I am jealous insofar as we were shat out of similar wringers of dismal environment, iffy genetics and terrible fashion sense but somehow she’s emerged as a butterfly.
“I just want to wear red lipstick to work and make a lot of money,” Vanny says. “I just want to leave everything behind, good and bad. Be cavalier for a few years, play around in a career where staff all has a ‘use-by’ date.”
“Abdicate,” I agree. “Make good your escape.”
She’s nodding. “Check my shit at the door for a while. Bring people drinks, not think about health and school and science and stuff.”
I understand completely, though being of a more trashed and ill-used mentality when I long for escape it often manifests in a longing for old terrible habits. To draw the curtains, hide myself from everybody, and lay around reading, playing video games and eating cake, cereal and cookies by the shit-tonne until I’ve become outsized, tremendous. In this weird isolation I’d push myself beyond the boundaries of loveability, absolving myself of the responsibilities of relationships, work, life itself, my heart finally exploding from laziness and food and thwarted ambition hopefully before my savings run out and I’m forced into the streets, wandering in a syrup-streaked muu-muu in search of a ditch to collapse in.
I wish I had Vanny’s skill for aiming high and taking long shots. Her life has been various and fun whereas I tend towards retreat, not risk. Comfort in the known quantity, however dismal it may be. Though honestly, in increments I am making positive changes. Will I ever really be that fat hermit again? Doubtful.

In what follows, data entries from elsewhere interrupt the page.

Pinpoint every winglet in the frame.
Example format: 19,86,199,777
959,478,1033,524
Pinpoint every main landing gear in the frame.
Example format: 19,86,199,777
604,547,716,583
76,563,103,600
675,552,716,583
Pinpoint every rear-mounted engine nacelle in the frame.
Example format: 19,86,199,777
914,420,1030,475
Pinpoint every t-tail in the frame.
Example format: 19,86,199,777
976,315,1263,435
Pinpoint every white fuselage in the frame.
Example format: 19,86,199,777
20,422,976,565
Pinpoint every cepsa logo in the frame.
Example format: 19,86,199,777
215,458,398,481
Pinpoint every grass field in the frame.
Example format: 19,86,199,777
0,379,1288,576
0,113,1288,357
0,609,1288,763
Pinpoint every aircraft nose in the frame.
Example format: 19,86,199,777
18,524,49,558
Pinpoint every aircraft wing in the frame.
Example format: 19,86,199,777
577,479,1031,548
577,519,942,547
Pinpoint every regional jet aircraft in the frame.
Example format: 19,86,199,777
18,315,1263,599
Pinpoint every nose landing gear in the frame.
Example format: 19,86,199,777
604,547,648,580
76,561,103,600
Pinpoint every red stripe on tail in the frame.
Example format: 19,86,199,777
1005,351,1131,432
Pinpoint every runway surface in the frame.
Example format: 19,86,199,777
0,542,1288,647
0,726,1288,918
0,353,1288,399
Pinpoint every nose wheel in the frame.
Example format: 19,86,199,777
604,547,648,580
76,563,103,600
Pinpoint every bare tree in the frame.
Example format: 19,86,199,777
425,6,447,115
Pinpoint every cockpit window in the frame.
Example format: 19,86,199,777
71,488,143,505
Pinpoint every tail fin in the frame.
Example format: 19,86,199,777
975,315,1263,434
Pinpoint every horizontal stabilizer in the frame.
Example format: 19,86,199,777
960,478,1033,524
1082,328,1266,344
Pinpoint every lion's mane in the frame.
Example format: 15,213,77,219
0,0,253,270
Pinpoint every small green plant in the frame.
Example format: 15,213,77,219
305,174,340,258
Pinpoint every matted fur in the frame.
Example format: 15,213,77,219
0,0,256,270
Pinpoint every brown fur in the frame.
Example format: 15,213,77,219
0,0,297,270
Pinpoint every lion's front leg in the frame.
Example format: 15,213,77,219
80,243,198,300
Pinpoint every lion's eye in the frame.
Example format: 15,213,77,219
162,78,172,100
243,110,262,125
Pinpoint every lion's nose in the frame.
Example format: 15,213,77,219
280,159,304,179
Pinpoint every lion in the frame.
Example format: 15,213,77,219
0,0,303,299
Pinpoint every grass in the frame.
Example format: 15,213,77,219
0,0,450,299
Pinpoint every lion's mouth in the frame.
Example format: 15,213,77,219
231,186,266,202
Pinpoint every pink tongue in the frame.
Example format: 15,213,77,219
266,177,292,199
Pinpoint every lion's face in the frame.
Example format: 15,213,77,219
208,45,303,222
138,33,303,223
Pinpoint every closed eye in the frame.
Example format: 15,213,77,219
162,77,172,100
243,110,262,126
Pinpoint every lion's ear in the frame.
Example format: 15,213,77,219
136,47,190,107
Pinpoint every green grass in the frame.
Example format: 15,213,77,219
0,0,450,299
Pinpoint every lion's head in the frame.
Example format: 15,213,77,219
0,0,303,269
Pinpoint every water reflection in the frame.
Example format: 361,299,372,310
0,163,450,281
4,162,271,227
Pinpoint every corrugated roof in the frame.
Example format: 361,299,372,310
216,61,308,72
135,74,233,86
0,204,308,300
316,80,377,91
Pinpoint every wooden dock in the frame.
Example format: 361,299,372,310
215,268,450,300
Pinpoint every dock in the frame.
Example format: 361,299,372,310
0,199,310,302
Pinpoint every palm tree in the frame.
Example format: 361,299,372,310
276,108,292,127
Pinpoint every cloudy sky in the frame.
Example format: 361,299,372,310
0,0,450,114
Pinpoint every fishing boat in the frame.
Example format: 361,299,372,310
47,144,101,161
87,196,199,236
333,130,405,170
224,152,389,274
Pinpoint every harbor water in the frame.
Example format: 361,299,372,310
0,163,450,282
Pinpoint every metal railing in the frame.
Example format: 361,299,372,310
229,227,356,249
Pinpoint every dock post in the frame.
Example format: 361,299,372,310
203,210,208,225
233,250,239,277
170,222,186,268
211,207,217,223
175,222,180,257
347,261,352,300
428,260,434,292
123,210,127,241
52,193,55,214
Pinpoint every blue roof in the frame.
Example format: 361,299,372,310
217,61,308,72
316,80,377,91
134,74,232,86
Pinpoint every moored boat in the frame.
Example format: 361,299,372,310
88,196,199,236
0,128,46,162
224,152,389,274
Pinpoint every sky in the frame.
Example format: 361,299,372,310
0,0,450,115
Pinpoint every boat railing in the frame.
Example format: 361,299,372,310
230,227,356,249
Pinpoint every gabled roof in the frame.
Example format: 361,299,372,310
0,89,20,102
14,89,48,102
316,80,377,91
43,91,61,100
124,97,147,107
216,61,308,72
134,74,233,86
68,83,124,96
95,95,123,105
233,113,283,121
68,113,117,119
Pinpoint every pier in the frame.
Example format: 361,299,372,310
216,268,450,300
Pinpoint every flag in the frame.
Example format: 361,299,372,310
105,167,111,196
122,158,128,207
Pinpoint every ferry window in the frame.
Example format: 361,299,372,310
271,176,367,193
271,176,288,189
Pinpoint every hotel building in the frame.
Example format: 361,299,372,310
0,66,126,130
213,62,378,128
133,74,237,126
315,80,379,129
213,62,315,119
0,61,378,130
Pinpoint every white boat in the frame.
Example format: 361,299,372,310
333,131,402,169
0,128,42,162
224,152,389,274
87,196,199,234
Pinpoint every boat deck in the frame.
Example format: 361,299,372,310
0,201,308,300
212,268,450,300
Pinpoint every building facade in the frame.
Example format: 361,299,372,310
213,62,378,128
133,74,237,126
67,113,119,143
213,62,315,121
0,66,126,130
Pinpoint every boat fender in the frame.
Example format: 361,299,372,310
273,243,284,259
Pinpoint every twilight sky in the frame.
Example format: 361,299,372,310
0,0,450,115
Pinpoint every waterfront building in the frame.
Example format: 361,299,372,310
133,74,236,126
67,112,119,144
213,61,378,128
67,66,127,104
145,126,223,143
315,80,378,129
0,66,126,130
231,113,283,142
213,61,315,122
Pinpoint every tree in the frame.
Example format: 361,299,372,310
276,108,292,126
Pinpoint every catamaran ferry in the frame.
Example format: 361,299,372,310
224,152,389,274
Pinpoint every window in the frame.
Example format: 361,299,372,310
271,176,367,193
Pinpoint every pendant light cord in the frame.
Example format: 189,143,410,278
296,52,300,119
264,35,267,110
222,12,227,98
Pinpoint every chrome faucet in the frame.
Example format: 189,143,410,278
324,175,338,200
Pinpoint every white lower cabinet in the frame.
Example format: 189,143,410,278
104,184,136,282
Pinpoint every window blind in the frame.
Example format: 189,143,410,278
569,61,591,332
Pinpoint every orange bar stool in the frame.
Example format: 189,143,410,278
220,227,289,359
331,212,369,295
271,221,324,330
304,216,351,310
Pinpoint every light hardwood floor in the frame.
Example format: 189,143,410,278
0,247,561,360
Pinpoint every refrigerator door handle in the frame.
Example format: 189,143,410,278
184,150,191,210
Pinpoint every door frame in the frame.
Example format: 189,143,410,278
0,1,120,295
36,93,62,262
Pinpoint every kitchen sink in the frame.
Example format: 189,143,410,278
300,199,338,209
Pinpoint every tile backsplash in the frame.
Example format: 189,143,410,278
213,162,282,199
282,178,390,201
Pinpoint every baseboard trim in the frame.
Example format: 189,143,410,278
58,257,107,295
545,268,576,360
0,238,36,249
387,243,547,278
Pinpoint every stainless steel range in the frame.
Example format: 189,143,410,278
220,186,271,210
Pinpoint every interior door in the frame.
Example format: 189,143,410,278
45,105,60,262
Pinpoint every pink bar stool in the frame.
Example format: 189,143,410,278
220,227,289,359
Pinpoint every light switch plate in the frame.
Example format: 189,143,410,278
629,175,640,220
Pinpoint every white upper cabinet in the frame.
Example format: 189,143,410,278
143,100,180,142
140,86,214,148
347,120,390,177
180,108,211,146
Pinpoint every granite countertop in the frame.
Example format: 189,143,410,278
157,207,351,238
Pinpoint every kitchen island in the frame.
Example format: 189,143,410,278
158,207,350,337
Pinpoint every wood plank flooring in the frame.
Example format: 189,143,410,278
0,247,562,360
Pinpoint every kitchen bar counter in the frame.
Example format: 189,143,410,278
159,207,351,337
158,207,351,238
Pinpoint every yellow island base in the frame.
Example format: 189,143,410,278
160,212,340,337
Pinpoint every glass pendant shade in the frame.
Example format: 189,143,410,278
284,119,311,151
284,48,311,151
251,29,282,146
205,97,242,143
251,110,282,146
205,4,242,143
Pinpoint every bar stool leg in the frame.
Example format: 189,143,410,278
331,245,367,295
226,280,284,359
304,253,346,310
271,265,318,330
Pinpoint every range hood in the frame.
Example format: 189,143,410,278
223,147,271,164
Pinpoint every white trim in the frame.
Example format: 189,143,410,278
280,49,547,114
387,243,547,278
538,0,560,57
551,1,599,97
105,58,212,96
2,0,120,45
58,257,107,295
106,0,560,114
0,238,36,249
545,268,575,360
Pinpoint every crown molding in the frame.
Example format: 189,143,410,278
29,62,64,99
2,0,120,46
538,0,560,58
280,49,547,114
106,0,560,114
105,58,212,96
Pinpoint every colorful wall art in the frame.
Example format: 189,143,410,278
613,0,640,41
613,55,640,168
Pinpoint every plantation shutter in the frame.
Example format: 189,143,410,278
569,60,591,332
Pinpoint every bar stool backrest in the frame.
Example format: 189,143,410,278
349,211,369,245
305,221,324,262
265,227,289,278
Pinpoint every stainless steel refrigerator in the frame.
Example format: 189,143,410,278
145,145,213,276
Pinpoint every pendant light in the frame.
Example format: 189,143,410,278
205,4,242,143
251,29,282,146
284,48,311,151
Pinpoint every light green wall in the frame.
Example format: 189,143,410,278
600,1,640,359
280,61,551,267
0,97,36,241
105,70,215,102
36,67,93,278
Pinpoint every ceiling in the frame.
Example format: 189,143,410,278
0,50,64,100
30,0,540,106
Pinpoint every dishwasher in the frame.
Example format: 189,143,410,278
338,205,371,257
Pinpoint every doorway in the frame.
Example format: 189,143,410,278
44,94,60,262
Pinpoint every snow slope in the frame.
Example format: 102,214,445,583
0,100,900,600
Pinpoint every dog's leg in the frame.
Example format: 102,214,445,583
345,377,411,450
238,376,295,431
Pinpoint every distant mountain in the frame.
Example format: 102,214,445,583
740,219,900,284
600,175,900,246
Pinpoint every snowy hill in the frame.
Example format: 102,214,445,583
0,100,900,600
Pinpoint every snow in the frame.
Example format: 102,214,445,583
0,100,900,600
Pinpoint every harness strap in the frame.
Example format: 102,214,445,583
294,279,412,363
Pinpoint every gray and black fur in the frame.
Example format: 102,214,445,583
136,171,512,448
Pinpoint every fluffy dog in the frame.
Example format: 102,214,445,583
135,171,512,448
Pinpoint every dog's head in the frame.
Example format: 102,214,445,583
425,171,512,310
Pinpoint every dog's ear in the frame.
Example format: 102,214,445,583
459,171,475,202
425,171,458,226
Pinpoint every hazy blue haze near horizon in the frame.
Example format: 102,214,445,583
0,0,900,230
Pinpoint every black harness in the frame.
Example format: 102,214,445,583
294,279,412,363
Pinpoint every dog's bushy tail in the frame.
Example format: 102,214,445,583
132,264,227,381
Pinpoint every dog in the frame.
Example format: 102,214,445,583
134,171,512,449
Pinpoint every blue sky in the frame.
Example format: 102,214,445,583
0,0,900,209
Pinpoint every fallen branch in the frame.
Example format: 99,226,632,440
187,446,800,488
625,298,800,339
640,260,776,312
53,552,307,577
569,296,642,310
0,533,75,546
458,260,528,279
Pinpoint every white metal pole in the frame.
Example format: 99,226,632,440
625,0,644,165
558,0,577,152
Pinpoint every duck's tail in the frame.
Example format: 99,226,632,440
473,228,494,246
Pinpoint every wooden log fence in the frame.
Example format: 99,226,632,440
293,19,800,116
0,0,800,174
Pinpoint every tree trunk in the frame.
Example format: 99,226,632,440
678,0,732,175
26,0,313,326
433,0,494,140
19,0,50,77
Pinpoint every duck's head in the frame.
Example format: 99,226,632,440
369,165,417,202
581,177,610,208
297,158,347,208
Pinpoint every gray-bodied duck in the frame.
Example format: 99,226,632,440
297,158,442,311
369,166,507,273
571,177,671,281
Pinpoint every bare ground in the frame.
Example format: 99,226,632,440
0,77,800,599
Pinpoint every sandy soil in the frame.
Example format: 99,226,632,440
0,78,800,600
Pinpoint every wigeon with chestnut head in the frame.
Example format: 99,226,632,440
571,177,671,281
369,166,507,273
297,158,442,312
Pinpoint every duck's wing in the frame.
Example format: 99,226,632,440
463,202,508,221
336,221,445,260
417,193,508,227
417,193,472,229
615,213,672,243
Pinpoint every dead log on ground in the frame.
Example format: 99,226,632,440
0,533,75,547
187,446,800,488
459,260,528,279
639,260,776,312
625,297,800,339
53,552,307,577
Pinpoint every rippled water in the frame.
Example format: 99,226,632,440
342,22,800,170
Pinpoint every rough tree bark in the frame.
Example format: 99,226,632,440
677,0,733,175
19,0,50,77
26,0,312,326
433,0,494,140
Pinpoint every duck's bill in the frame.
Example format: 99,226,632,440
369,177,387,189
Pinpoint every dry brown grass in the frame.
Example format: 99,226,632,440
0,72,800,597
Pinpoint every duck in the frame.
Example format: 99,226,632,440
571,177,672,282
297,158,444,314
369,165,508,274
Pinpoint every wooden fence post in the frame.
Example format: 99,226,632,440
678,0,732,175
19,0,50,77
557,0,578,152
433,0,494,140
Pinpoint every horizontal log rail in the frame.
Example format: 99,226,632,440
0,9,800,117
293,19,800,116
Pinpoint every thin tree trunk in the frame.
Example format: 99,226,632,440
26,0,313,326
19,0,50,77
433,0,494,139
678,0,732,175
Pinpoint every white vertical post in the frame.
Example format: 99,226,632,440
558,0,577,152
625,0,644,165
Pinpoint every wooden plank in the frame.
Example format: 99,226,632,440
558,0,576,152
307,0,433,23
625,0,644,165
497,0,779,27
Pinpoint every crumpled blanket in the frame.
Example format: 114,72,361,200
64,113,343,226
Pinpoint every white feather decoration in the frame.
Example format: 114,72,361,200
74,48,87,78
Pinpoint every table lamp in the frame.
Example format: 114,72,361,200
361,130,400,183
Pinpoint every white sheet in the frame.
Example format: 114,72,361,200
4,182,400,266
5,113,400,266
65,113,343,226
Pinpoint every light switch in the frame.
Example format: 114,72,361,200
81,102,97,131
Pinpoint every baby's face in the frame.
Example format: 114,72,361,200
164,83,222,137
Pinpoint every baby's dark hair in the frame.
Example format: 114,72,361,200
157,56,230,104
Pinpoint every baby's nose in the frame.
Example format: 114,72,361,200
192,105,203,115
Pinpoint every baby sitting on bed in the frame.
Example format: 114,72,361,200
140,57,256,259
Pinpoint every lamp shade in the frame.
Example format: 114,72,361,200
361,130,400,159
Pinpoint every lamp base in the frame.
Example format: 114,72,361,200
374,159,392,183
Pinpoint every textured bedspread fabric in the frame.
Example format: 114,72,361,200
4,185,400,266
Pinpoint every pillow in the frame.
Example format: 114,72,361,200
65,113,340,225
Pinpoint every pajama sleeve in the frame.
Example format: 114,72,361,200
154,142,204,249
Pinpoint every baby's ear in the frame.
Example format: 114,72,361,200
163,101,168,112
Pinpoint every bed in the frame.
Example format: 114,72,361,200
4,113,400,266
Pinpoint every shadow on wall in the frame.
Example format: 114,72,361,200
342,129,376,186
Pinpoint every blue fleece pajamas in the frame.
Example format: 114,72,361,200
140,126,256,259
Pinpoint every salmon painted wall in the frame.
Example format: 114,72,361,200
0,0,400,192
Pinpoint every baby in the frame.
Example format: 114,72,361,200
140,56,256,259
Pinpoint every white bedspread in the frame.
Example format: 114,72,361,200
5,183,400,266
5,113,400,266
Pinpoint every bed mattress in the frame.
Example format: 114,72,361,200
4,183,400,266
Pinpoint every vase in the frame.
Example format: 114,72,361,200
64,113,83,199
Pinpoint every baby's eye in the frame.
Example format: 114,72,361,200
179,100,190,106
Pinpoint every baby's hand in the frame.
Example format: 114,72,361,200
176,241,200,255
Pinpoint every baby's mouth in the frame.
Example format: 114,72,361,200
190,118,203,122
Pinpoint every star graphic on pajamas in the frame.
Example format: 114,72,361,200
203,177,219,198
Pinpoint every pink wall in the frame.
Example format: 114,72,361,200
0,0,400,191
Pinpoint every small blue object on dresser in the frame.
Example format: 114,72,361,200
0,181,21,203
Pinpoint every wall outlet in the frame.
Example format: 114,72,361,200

I just have no other images of myself that come to mind when I think of letting go. Letting go doesn’t have to connote falling.
“Just face it, life is always going to suck for some people!” my brother shouted, fidgeting with a plastic token as he zeroed his intense gaze on the gameboard. We were playing “Pandemic” and having one of our usual conversations about life, love, and trying to make sense of it all. “So just buckle up and shut up and be nice to each other!”
It was 11pm. R. was out of town sloshing around abandoned mines in the Rockies and this is how I was spending my wild and crazy nights of revisited singlehood. Drinking tall beers and playing boardgames with my brothers, who themselves are setting a disturbing trend of living together in co-dependent bachelor squalor, like something out of Dickens. I am trying to urge them to wear ascots, and take up going on twilight constitutionals, and stock their cupboards with toffee and peanut brittle.
“Some people never fit in and sometimes you just have to face you might be one of them,” my younger brother says. He’s just recently broken up with his girlfriend.
We are going along in this vein until I become aware of a good scent, a fragile thread of spice in the usual fug of cigarettes and burnt popcorn.
“What smells sort of good in here?” I asked, sniffing tentatively at the delicate perfume. Normally I don’t breathe too deeply at their house, or even drink out of a glass without furtively re-washing it.
My younger brother looks up from his cards, pleased. “We bought a Glade Sense & Spray,” he said. “Apple Cinnamon. So our house will smell sexy.”
“Yeah, like Quaker oatmeal, the flavoured kind,” my other brother says. “Smells like heaven in here, doesn’t it…”
…I woke, and found that life was Duty.